O conselho ministerial de privatização tenta resolver hoje como sair da armadilha em que o governo se meteu na privatização da Light.
O leilão tem data marcada, 18 de abril, e preço fixado, R$ 2,4 bilhões. Mas corre o risco de não ter compradores.
O mercado diz que o único comprador realmente interessado é o consórcio de empresas do setor elétrico chileno. O BNDES diz que a Electricité de France também está na parada, além da CSN e da Vicunha. O próprio BNDES admite, porém, que todos reclamam do preço e que há risco de fracasso.
Isto cria uma espécie de "catch 22" para o governo. Se o BNDES fizer o leilão, corre o risco de fracassar e arranhar, com isso, o prestígio do programa.
Não dá para baixar o preço diretamente, mas pode-se chegar lá usando três artifícios: aceitar as chamadas "moedas podres" como parte do pagamento; dar um financiamento generoso; ou assumir um subsídio aos empregados que hoje é de responsabilidade da empresa.
Se optar por qualquer destas saídas, contudo, o BNDES poderá ser acusado de mudar as regras do jogo para beneficiar investidores. O programa, também neste caso, sairia arranhado.
Como se chegou nesta situação?
Uma resposta óbvia seria culpar a avaliação. Para se chegar ao preço de venda de uma empresa, o método normalmente utilizado é projetar o fluxo de caixa livre da empresa num certo período de anos (10 anos, em geral).
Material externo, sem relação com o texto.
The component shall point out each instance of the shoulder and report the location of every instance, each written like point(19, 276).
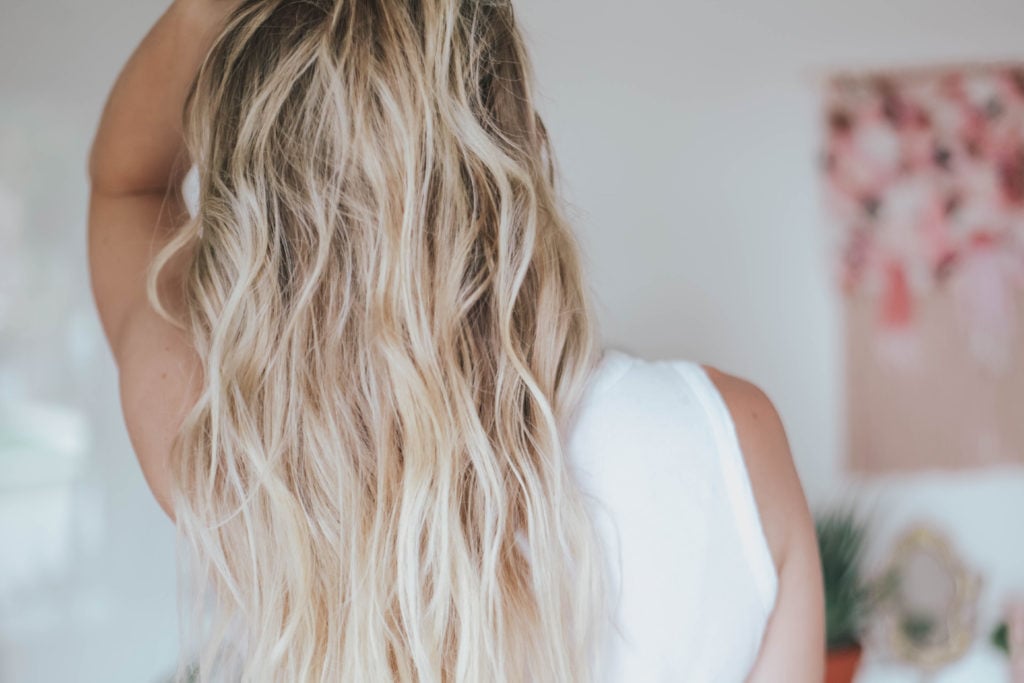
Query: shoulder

Fluxo livre é a capacidade de geração de caixa do negócio, depois do imposto de renda, do pagamento de juros e das despesas para manutenção do negócio.
Até aí, os critérios são razoavelmente objetivos. O número final depende de algumas hipóteses para a economia, para o setor e para a empresa. Sabendo-se os critérios usados, qualquer um pode concordar ou discordar de alguma hipótese e chegar a seu próprio resultado.
Supondo-se que a projeção do fluxo de caixa foi cuidadosa, falta a segunda parte: trazer este número a valor presente, utilizando uma certa taxa de desconto. Aí entra um grau maior de arbitrariedade. A taxa de desconto depende da avaliação do retorno de uma aplicação alternativa, a uma certa taxa de risco.
No caso da Light, a taxa de desconto utilizada foi de 10,69% ao ano. Determinado o fluxo de caixa e a taxa de desconto, chega-se ao valor de venda da empresa -no caso, R$ 2,4 bilhões.
Isso quer dizer, em outros termos, que, se as projeções estiverem corretas, o retorno do investimento será de 10,69% ao ano durante um certo número de anos. Comparado ao que o próprio governo brasileiro paga por seus papéis, mais de 20% ao ano, parece um retorno pífio. O mercado diz que só uma taxa de desconto de 18% ou 20% valeria o esforço de comprar a Light.
A diretora do BNDES, Elena Landau, discorda, lembrando que o risco da Light é baixo e o retorno certo, já que o setor é monopolista. A remuneração exigida pelo Banco Mundial para empresas do setor, por exemplo, é de 10%. Além disso, esta foi a taxa usada no caso da Escelsa e seria difícil, politicamente, justificar um aumento no caso da Light.
A taxa de retorno pode superar a taxa de desconto se o investidor achar que o governo subestimou as projeções de caixa, ou que a empresa é tão ineficiente que os ganhos de produtividade podem ser enormes. A Light, neste sentido, por ser mais eficiente do que era a Escelsa, oferece menos chances de ganhos extras.
O outro problema grave na venda da Light, que afeta seu preço e o interesse dos investidores, é a indefinição do marco regulatório do setor, em discussão no Congresso. O BNDES definiu que a tarifa será reajustada pela inflação (IGP) durante 8 anos. Depois disso, fixa-se nova política para o período seguinte, conforme as condições de mercado e da empresa: a tarifa pode subir ou descer em termos reais.
Até aí, tudo bem. Esta é a política aplicada, com sucesso, em vários países. A questão é saber quem vai definir a tarifa depois de oito anos. Um Dnaee independente ou subordinado ao governo?
Sem ter pistas sobre esta questão, o investidor está fazendo uma aposta no escuro. E quanto maior o risco, menor o preço que se pode pedir.
O drama é que, se o BNDES fosse esperar a definição final no Congresso, acabaria sendo acusado de emperrar a privatização.